A visão da Plataforma Anti-Transporte de Animais Vivos
A Plataforma Anti-Transporte de Animais Vivos (PATAV) é uma das vozes mais ativas em Portugal nesta temática. Nasceu como um movimento cívico e tem trabalhado pelo fim deste negócio. A Associação Vegetariana Portuguesa falou com Constança Carvalho, uma das representantes do movimento, para perceber quais os principais problemas desta atividade de exploração.
A PATAV destaca também o impacto ambiental do transporte de animais vivos. “A lei diz que os animais que morrem durante o trajeto devem ser desfeitos mas, na verdade, são lançados inteiros borda fora. Depois dão à costa nas praias e isso constitui um problema ambiental”, descreve, dando conta de que “apareceu uma ovelha em Faro e uma vaca em Tróia. Foram animais que caíram sem condições de segurança ou morreram a bordo e foram atirados inteiros. Temos documentadas pelo menos 2 situações de queda de animais, uma vez foi no Porto de Sines, outra no Porto de Setúbal. Haverá com certeza muitas mais”, descreve Constança Carvalho.
Ainda sobre o impacto ambiental destes transportes, a associação ambientalista ZERO, em conjunto com a PATAV, estima os números deste negócio. Numa única viagem entre Portugal e Israel, geram-se emissões equivalentes a mais de 300 viagens entre Porto e Lisboa.
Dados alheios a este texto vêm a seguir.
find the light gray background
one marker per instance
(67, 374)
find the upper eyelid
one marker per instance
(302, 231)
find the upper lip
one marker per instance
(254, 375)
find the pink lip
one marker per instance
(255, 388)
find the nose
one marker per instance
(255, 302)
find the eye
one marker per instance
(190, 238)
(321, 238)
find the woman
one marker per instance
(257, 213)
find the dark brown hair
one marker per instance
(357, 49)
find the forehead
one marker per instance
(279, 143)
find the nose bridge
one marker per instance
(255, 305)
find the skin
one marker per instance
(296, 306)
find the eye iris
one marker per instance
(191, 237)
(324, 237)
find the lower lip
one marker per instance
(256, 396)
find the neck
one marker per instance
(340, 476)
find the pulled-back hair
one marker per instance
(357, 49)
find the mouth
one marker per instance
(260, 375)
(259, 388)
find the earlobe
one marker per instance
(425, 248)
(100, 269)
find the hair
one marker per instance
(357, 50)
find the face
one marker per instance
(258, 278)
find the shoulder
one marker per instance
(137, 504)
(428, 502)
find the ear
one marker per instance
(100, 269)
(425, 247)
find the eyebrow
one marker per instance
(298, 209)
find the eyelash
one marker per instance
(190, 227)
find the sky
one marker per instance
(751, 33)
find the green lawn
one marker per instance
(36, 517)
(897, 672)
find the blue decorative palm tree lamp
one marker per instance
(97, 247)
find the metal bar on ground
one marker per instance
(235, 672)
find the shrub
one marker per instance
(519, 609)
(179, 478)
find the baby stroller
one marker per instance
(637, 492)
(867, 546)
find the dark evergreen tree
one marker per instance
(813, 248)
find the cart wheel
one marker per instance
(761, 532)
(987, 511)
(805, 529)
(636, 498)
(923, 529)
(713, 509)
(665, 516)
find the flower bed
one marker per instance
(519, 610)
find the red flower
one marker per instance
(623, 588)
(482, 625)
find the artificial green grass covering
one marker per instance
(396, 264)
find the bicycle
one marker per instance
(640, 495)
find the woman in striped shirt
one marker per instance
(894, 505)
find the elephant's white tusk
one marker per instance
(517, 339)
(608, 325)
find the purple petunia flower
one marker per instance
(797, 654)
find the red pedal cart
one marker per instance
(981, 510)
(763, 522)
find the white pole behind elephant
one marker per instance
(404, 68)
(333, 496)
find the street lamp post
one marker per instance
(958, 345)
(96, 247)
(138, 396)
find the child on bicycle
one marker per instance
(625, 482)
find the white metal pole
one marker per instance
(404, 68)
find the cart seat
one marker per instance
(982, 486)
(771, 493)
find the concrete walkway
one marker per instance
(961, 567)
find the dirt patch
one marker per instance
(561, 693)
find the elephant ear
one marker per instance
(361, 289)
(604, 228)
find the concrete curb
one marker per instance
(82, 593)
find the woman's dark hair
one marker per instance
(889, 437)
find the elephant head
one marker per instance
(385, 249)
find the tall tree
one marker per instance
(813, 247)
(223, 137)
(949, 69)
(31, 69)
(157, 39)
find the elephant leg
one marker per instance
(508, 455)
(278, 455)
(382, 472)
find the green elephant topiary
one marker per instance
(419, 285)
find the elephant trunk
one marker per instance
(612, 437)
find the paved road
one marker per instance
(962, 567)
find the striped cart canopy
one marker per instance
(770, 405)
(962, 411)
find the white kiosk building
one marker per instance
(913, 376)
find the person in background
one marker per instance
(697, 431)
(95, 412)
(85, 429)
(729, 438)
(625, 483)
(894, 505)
Mas não é só. “O metano produzido por estes animais é altamente poluente, os cadáveres atirados inteiros são também fonte de poluição”, aponta a representante da PATAV.
Considerando o bem-estar animal e o impacto ambiental, e salientado outros fatores, a plataforma refere, na página de Facebook do movimento, que este negócio “apresenta indiscutivelmente variadas implicações éticas, ambientais, económicas, legais e de saúde pública”.
Sobre o destino destes animais, Constança Carvalho defende que a questão religiosa associada à exportação para países de Médio Oriente não passa de um mito. “Já falamos com entidades religiosas do Médio Oriente. Neste momento, 100% das exportações portuguesas são para Israel e já houve uma petição de líderes religiosos israelitas para pôr fim a isto. Depois das viagens longas, a carne de animais não pode ser considerada kosher ou halal”, começa por explicar.
O que significa kosher ou halal? As duas palavras dizem respeito a rituais judeus e muçulmanos de morte de animais para consumo. Ao contrário das normas europeias em que os animais são insensibilizados antes de serem mortos, nestes rituais faz-se um golpe no pescoço, drenando o sangue, com os animais ainda vivos e conscientes.
Não havendo questões religiosas, porquê a exportação?
Sobre possíveis alterações legislativas na União Europeia, a PATAV mostra-se reticente. “O que nós diríamos é que não é possível transportar animais vivos durante 9 dias no porão de navios de nenhuma maneira. Para nós há que abolir este tipo de transporte”, conclui a responsável.
Mesmo sob as condições “mais controladas”, o transporte de animais não humanos pode colocá-los sob stress por diferentes fatores (privação de comida, água e espaço durante a viagem são apenas três exemplos).